In case the consent of 75% of investors (by value of their investments) is not received either for in-specie distribution or for transfer to a new scheme per the terms proposed above, the Manager shall have to mandatorily liquidate the investments at liquidation value within a year of expiry.
While the option of setting up a liquidation/ roll-over scheme may provide respite to AIFs nearing the end of their term, certain other issues around raising funds in the liquidation scheme from fresh investors to provide an exit to the prior scheme (especially considering that investors of the prior scheme need not exit, and may become investors of the liquidation scheme) would need to be considered once the fine print of the regulatory amendment is available.

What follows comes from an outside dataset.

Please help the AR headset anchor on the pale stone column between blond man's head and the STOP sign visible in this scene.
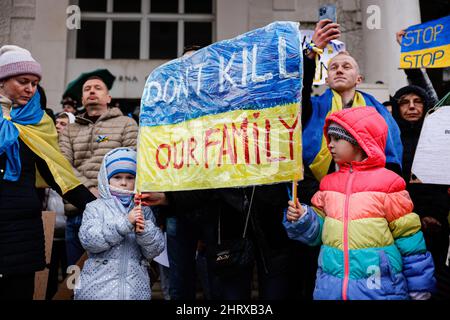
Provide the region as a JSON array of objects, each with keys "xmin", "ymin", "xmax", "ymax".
[{"xmin": 361, "ymin": 0, "xmax": 421, "ymax": 95}]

Further, procuring consent of 75% of investors by value for transferring assets to a liquidation scheme may also be a hurdle in implementing this solution for unliquidated assets.
Considering that VCFs set up under the erstwhile SEBI VCF Regulations are presently nearing the end of their term, it may be useful to include such VCFs under the ambit of SEBI’s proposal with the liquidation scheme being set up under the AIF regime.
Conclusion
The proposals made by SEBI in the abovementioned consultation papers are a ‘mixed bag’. Particularly, proposals for replacement of experience criteria with a certification requirement and transfer of unliquidated assets to a liquidation scheme need to be looked into minutely and thereafter finalised post industry feedback. We would encourage fund managers to provide their inputs to SEBI before the proposals under the consultation papers are incorporated into SEBI regulations.
[1] SEBI | Consultation paper on review of eligibility criteria for the key investment team and prescribing qualification for compliance officer of Manager of an Alternative Investment Fund
[2] SEBI | Consultation paper on Investor consent for buying/selling investments from/to associates of AIFs
[3] The meaning of ‘associates’ would be interpreted as per its definition in the AIF Regulations: “associate” means a company or a limited liability partnership or a body corporate in which a director or trustee or partner or Sponsor or Manager of the Alternative Investment Fund or a director or partner of the Manager or Sponsor holds, either individually or collectively, more than fifteen percent of its paid-up equity share capital or partnership interest, as the case may be.
[4] SEBI | Consultation paper on dematerialisation of units of AIFs
[5] SEBI | Consultation paper on direct plan for schemes of Alternative Investment Funds (AIFs) and trail model for distribution commission in AIFs
[6] SEBI | Consultation Paper on providing option to Alternative Investment Funds and their investors to carry forward unliquidated investments of a scheme upon completion of its tenure
[7] The IBBI (Insolvency Resolution Process for Corporate Persons) Regulations, 2016 provides for ascertainment of liquidation value by two registered valuers in accordance with internationally accepted valuation standards, after physical verification of the inventory and fixed assets.